2

Follow the –

Red like a river of chilli, a flame, the tail of a firework, in amongst a brunette electric shock. That’s what I notice first. I watch across the crowd, draining the can. A disembodied clump of grey with that matted explosion poking out the sides, bobbing across the ball pit of gelled and slicked-up cruisers. Sweaty foreheads and BO, rising from stubbly armpits that haven’t been shaved in over fifty hours and sting to the back of the eye.

It is all I can see, as it turns, moving away but not very fast and I lock it in position. Marked by limbs that are way too stretched and I can’t make out. Chugging on a… cider, is it? Just a mass of grey and curl and cloud. A cloud. Sweat stained and I lick the edges, telling Ben I am “going in”, take a glug of the communal Sambuca, “follow the cloud.”

Have you ever fired a gun? Pointed the smooth black shaft of a pistol, held the grip tight and pulled the trigger, click, click, BANG. Targets, rabbits, birds. Put a gun in my hand and I’ll hit it. Square in the head, brains explode like fireworks. Rats in rivers.

It is easy to get away.
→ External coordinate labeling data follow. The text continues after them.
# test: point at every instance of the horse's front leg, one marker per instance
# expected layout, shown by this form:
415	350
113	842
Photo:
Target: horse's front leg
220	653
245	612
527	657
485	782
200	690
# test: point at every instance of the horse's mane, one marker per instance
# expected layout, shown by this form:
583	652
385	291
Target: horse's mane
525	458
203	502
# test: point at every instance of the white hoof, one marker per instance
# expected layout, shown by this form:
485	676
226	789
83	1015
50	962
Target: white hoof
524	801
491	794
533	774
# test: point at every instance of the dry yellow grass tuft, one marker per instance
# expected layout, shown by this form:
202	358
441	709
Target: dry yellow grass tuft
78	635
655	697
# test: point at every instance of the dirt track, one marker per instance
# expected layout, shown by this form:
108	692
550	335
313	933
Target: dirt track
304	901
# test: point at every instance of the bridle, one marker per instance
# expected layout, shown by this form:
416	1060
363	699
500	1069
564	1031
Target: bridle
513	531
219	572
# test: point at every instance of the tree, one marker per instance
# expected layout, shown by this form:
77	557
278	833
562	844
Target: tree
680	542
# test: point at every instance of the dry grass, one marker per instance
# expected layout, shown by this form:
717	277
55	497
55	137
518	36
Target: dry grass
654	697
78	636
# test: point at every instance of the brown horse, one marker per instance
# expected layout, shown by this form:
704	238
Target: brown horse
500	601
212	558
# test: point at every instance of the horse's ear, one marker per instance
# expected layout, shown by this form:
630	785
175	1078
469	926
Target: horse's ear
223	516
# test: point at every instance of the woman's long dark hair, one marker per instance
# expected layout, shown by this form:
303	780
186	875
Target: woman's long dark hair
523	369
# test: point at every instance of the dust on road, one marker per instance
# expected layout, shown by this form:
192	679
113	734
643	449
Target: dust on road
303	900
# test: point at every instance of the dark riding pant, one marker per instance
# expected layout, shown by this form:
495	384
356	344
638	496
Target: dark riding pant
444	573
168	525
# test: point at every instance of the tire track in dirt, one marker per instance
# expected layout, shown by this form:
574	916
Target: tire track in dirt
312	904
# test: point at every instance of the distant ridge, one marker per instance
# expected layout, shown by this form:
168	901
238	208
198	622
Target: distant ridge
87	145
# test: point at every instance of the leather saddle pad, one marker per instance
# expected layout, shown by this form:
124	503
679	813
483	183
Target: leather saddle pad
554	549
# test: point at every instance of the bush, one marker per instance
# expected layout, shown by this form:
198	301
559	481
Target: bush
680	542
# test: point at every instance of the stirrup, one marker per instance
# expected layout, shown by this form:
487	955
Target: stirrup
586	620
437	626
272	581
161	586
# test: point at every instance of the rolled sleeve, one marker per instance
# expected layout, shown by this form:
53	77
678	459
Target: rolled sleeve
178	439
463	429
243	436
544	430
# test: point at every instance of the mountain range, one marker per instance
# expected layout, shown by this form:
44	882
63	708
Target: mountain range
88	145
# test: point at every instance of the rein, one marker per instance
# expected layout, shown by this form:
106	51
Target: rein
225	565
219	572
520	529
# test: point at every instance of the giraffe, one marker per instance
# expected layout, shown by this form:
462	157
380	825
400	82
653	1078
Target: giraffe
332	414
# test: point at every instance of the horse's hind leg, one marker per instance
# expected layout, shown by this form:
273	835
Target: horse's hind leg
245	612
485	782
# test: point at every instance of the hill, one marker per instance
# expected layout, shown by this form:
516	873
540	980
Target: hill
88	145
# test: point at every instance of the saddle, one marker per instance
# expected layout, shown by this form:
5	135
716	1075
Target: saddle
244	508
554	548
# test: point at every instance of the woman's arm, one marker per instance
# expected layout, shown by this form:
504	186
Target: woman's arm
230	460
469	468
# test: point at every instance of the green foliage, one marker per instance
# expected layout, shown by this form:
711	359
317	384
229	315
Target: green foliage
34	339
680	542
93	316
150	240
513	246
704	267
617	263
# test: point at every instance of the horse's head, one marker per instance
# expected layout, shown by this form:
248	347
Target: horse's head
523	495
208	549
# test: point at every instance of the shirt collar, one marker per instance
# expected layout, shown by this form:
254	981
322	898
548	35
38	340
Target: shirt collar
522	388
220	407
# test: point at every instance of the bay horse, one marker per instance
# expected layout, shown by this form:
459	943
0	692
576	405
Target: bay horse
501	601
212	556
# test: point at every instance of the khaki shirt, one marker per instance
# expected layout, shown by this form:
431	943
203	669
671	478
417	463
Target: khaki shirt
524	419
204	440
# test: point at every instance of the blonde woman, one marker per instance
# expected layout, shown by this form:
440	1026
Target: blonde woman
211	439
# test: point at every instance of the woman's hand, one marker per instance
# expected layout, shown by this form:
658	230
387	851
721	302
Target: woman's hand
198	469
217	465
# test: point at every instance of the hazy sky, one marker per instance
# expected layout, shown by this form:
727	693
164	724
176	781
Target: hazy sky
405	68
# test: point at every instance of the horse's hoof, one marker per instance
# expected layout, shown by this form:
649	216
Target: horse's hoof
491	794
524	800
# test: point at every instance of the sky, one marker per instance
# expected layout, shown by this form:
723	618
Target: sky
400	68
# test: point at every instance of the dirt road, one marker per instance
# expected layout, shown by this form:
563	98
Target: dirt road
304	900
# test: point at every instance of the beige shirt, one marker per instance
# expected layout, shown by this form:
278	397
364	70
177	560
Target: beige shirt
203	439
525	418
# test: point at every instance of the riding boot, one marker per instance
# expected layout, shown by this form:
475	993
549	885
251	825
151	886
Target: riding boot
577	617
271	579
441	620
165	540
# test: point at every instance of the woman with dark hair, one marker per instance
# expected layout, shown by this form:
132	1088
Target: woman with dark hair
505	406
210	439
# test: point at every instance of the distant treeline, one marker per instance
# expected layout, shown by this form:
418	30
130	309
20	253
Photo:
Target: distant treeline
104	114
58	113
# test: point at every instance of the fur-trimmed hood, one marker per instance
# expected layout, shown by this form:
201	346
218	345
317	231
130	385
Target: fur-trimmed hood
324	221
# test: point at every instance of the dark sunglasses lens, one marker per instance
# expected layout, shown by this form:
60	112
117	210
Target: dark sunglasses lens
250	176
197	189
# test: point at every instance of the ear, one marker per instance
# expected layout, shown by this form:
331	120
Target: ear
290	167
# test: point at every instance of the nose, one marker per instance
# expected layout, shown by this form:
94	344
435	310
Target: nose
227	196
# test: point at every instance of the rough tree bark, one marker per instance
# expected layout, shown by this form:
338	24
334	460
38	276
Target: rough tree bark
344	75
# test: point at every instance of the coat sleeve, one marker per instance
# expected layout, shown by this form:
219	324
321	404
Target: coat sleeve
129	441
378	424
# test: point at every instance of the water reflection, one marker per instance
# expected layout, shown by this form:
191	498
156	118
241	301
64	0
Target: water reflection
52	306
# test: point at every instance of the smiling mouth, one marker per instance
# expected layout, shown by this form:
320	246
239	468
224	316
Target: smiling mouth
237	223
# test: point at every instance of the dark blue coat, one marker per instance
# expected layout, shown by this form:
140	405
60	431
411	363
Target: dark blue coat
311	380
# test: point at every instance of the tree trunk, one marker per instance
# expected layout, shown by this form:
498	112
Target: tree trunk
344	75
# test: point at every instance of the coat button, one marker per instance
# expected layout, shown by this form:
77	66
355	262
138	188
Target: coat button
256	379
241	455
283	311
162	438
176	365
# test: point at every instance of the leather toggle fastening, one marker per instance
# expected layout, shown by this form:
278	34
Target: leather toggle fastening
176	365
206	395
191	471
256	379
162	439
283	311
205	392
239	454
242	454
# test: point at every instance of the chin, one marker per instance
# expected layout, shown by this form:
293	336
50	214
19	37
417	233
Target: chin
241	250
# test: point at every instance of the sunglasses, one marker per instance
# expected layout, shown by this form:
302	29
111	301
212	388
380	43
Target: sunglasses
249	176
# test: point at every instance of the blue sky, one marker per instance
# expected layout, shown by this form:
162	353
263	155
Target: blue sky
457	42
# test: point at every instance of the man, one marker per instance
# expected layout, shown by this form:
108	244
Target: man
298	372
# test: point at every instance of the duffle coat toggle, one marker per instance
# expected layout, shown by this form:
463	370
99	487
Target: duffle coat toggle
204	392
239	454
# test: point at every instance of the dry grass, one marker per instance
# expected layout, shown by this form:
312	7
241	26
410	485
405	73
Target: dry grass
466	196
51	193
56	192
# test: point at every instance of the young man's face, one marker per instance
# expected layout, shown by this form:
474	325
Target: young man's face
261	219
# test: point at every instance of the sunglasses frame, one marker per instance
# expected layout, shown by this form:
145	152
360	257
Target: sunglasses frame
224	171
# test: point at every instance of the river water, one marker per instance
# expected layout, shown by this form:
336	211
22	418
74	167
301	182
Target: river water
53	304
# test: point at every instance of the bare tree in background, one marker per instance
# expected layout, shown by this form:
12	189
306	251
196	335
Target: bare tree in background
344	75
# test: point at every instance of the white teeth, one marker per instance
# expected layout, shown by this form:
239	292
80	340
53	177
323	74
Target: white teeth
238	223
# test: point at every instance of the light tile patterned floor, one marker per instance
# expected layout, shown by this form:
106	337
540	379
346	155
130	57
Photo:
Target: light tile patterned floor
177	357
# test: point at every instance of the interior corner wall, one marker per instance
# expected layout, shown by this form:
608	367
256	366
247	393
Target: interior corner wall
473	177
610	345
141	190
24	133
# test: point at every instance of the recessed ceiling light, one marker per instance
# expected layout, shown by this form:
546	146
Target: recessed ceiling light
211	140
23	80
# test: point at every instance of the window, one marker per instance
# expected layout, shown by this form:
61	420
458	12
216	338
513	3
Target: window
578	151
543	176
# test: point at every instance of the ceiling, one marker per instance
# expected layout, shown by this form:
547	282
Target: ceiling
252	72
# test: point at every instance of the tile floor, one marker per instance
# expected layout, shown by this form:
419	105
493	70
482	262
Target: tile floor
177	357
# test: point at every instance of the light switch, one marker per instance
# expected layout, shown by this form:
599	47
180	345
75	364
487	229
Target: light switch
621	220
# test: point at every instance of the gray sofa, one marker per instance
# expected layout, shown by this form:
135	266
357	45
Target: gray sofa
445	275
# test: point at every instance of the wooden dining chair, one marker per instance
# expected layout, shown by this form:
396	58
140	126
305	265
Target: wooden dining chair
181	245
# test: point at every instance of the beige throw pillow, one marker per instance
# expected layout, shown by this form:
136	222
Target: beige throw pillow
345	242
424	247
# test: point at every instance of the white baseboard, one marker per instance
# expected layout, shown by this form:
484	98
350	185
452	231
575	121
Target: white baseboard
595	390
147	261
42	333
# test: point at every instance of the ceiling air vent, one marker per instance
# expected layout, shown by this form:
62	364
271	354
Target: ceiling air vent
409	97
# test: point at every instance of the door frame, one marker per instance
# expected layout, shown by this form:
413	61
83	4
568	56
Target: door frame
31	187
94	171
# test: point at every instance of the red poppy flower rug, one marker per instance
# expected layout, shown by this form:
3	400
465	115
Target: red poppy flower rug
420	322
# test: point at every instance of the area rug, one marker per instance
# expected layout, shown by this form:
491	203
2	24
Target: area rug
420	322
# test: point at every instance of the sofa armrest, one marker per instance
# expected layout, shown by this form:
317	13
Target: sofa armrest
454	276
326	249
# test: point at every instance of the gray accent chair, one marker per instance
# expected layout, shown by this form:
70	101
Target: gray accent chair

Ben doesn’t stop me, doesn’t ask where I’m going, never does. You want mates like that. He’s somewhere else and can’t really see me. I detach my “friends” like prosthetic limbs, no longer needing them as I head through the throng solo, to track that moving piece of mist. That strange and pretty thing, up above everybody else, moving like a lone vessel cutting through the waves.

I’ve got a thing for hair, what can I say? The way it feels against the skin. This one is an eruption, a cacophonous BOOM, single strands that are live like open wires as I move towards it. As it sucks me in. All the women I’ve ever really loved have had untameable hair. That’s how it always starts. Hair in line for a coffee, hair against the brickwork filling up with smoke, stuck across the skin with sweat, makes shadows on the paintwork when we fuck.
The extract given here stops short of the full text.